Notice: The reproducibility variables underlying each score are classified using an automated LLM-based pipeline, validated against a manually labeled dataset. LLM-based classification introduces uncertainty and potential bias; scores should be interpreted as estimates. Full accuracy metrics and methodology are described in [1].

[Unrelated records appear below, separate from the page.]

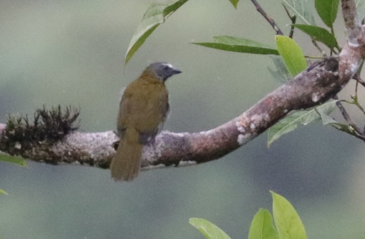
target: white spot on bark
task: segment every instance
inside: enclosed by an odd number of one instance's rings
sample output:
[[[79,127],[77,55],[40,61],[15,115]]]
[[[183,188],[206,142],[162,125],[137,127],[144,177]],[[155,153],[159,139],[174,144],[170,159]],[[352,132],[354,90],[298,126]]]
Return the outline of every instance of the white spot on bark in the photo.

How to think step-by-step: A mechanistic understanding of chain-of-thought reasoning

Authors: Subhabrata Dutta, Joykirat Singh, Soumen Chakrabarti, Tanmoy Chakraborty

TMLR 2024 | Venue PDF | LLM Run Details

Reproducibility Variable Result LLM Response
Research Type Experimental This work investigates the neural sub-structures within LLMs that manifest Co T reasoning from a mechanistic point of view. From an analysis of Llama-2 7B applied to multistep reasoning over fictional ontologies, we demonstrate that LLMs deploy multiple parallel pathways of answer generation for step-by-step reasoning. These parallel pathways provide sequential answers from the input question context as well as the generated Co T. Our findings supply empirical answers to a pertinent open question about whether LLMs actually rely on Co T to answer questions (Tan, 2023; Lampinen et al., 2022).
Researcher Affiliation Academia Subhabrata Dutta EMAIL IIT Delhi, India Joykirat Singh EMAIL Independent Soumen Chakrabarti EMAIL IIT Bombay, India Tanmoy Chakraborty EMAIL IIT Delhi, India
Pseudocode No The paper describes methods and procedures in prose, but does not include any clearly labeled pseudocode or algorithm blocks.
Open Source Code Yes The source code and data are made available at https://github.com/joykirat18/How-To-Think-Step-by-Step.
Open Datasets Yes To minimize the effects of MLP blocks and focus primarily on reasoning from the provided context, we make use of the Pr Onto QA dataset (Saparov & He, 2023) that employs ontology-based question answering using fictional entities (see Figure 1 for an example).
Dataset Splits Yes Total training pairs: 28392; Total testing pairs: 9204. All three types of pairs (positively and negatively related and unrelated) are present in equal proportion in the training and testing data.
Hardware Specification No The paper mentions using 'Llama-2 7B' as the model, but does not provide specific details about the hardware (e.g., GPU/CPU models, memory) used for running the experiments.
Software Dependencies No The paper mentions using 'Llama-2 7B' but does not specify any other software dependencies or their version numbers, such as programming languages, libraries, or frameworks.
Experiment Setup Yes We use 6-shot examples of Co T for generation in all the experiments. ... 4-layer MLP model, 4096 * 2 -> 128 -> 64 -> 32 -> 3. With ReLU in between each Linear layer. Learning rate: 0.00005 Number of epochs: 120.